Ignoring the lens resolution you'd need for a near 1 to 1 rendering at that size, any hand movement or misalignment would also be catastrophic.

That sounds like a crazy dream until we get to sensor in the peta pixel range ?

https://www.researchgate.net/figure/CD-DVD-Blu-ray-disc-data...

https://letmaik.github.io/pixelpitch/

No comments yet

schoen · 8h ago
I don't think so.

The total data on a CD-ROM including the error correcting redundancy exceeds 800 MB, or 6.4 Gb.

If you could imagine getting 1 bit from the optical disc per pixel (which is way too optimistic physically), you would need a 6 gigapixel camera focused super-precisely at the disc surface.

Looking at the problem from a different angle, Wikipedia says the features that store the data on the disc surface are about 800 nm (or about a micrometer) long. So to photograph them, you'd want to have pixels ideally smaller than a micrometer on each side. It's easy to check that an ordinary camera isn't achieving that kind of resolution without adding on external magnifying equipment.

jackweirdy · 8h ago
Does it have to be one photo? If you reproduced a spinning drive but with the camera positioned to see half of the spinning disc, I wonder if it could capture the "stream" of pixels in one arc of the spinning disc
schoen · 8h ago
You would still need some significant magnification. And there might also be a measurement latency issue if the disc is in motion (the camera CCD might not be fast enough to capture the image before it rotates away).

The optics of a CD-ROM drive are optimized for something pretty different than the optics of a camera. But if you made enough tweaks and adaptations, sure, the data is ultimately there and can be captured by a different kind of sensor than the one it was designed for. It would be a cool project.

I'm mostly just pointing out that adapting your camera to successfully capture billions of sub-micrometer features isn't that trivial.

easyThrowaway · 7h ago
I can't find the link, but there was a Stackoverflow question about ripping a cdrom by using a flatbed scanner, the conclusion was that the scanner would've required 2-3X the DPI currently available on a commercial device to correctly parse the gaps, given that a cdrom laser size is roughly 800nm.

On the other hand I'm still puzzled why there are no homebrew projects for a dumb dumping device that simply reads all the data on a cdrom, error correction, subchannels completely raw.
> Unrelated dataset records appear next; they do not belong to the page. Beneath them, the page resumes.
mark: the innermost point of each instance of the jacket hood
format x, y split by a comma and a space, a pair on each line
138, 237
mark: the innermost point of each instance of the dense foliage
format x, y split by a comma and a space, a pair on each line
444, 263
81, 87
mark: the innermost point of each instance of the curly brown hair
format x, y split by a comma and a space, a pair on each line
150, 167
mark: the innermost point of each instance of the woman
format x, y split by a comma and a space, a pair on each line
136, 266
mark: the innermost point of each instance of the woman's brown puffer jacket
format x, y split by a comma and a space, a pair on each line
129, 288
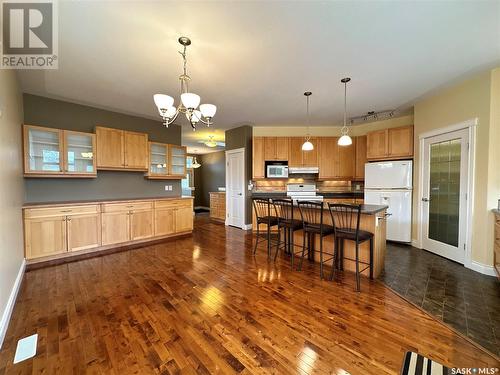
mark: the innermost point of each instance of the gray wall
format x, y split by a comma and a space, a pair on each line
108, 184
11, 191
210, 176
241, 137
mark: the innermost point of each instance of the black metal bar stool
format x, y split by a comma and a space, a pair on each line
312, 224
286, 221
265, 213
345, 219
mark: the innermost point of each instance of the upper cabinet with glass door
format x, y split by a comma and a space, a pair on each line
58, 153
178, 161
166, 161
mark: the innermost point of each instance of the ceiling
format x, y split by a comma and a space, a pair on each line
255, 59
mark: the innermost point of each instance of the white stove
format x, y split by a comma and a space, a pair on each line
303, 192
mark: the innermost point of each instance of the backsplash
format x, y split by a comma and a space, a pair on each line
322, 186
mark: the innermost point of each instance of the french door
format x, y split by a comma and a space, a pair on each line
235, 188
444, 195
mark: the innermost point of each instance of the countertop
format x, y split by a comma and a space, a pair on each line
99, 201
325, 194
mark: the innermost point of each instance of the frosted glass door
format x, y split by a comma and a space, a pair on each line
444, 195
43, 150
79, 153
158, 159
178, 160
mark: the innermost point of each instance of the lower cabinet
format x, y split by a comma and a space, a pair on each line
53, 231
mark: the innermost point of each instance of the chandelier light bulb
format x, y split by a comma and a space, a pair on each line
190, 100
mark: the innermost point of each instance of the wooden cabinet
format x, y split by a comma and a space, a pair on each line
177, 160
258, 157
275, 148
56, 230
58, 153
121, 150
218, 205
166, 161
360, 157
394, 143
83, 231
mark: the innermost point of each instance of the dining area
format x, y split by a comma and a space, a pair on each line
338, 236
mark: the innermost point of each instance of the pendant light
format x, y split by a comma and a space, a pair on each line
307, 145
344, 139
195, 163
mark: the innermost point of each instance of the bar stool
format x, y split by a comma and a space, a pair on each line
265, 213
286, 221
345, 219
312, 223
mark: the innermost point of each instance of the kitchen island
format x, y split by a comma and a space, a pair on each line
373, 219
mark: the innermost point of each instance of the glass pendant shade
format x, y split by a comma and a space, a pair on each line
195, 163
190, 100
345, 140
208, 110
307, 146
163, 101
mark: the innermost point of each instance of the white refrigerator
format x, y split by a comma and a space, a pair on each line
390, 183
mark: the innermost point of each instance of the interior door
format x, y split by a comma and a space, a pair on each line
444, 196
235, 189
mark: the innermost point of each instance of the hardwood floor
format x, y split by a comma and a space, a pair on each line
204, 304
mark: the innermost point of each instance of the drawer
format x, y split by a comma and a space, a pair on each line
32, 213
174, 203
127, 206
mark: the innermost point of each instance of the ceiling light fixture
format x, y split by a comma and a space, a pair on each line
189, 101
307, 145
195, 163
344, 139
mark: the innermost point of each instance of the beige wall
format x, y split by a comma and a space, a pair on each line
11, 188
324, 131
467, 100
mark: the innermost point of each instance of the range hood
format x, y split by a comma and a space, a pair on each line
303, 170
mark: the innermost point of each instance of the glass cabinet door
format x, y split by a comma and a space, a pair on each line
43, 150
178, 160
158, 159
79, 151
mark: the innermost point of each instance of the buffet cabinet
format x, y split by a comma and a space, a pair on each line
61, 230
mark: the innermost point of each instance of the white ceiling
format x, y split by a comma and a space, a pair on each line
255, 59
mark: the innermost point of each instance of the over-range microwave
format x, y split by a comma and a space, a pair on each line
277, 169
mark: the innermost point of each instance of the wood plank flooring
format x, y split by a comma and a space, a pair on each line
204, 304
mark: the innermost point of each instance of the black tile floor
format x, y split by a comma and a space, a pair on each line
466, 300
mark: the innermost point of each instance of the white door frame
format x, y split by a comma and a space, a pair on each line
471, 126
229, 152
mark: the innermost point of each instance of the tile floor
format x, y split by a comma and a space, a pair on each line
460, 297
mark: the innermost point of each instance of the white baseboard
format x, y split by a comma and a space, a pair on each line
482, 268
4, 323
415, 243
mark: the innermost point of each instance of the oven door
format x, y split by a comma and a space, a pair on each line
277, 171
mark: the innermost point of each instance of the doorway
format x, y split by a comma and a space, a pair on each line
445, 188
235, 188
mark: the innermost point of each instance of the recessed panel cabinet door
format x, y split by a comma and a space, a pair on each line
183, 219
258, 157
110, 148
45, 236
84, 232
136, 150
164, 221
115, 227
141, 224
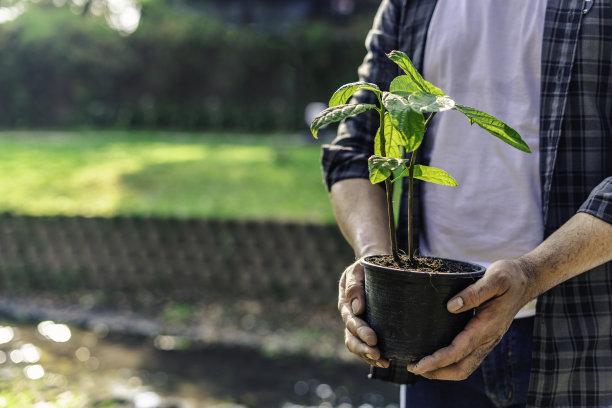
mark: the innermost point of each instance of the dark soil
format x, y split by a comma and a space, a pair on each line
423, 264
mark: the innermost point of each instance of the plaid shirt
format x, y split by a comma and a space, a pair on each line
572, 357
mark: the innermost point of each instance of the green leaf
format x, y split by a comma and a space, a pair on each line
494, 126
426, 102
431, 174
342, 94
381, 168
409, 122
413, 80
394, 140
336, 114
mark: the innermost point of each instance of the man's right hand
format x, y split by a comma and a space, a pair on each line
359, 338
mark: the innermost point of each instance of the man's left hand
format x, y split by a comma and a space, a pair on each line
497, 297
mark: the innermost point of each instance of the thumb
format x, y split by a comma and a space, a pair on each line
472, 296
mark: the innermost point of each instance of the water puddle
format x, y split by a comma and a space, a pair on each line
52, 365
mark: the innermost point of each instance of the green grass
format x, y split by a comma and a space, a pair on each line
221, 176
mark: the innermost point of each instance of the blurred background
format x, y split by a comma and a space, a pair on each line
165, 236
There are a lot of CDs with a very weird data structure (Console Games, Early Copy Protected pc games, AKAI sample discs, some Hybrid Macintosh discs, in other words anything not using the iso9660 standard) which are at risk of Disc Rot[1], and simply storing them as Iso or Bin/Cue files (including proprietary variants like Alcohol 120%/Daemon Tools mdf files) is basically useless both for archival and real world usage purposes.

[1]https://en.wikipedia.org/wiki/Disc_rot

ralferoo · 4h ago
> On the other hand I'm still puzzled why there are no homebrew projects for a dumb dumping device that simply reads all the data on a cdrom, error correction, subchannels completely raw.

I think you'd have to write a custom firmware for one specific drive for that. That information is simply not exposed outside the device itself on standard drives, which is what makes it effective for copy protection.

lathiat · 2h ago
I'd say this project is the closest: https://github.com/superg/redumper

But is not a true raw dump like we see in a bunch of other media preservation projects.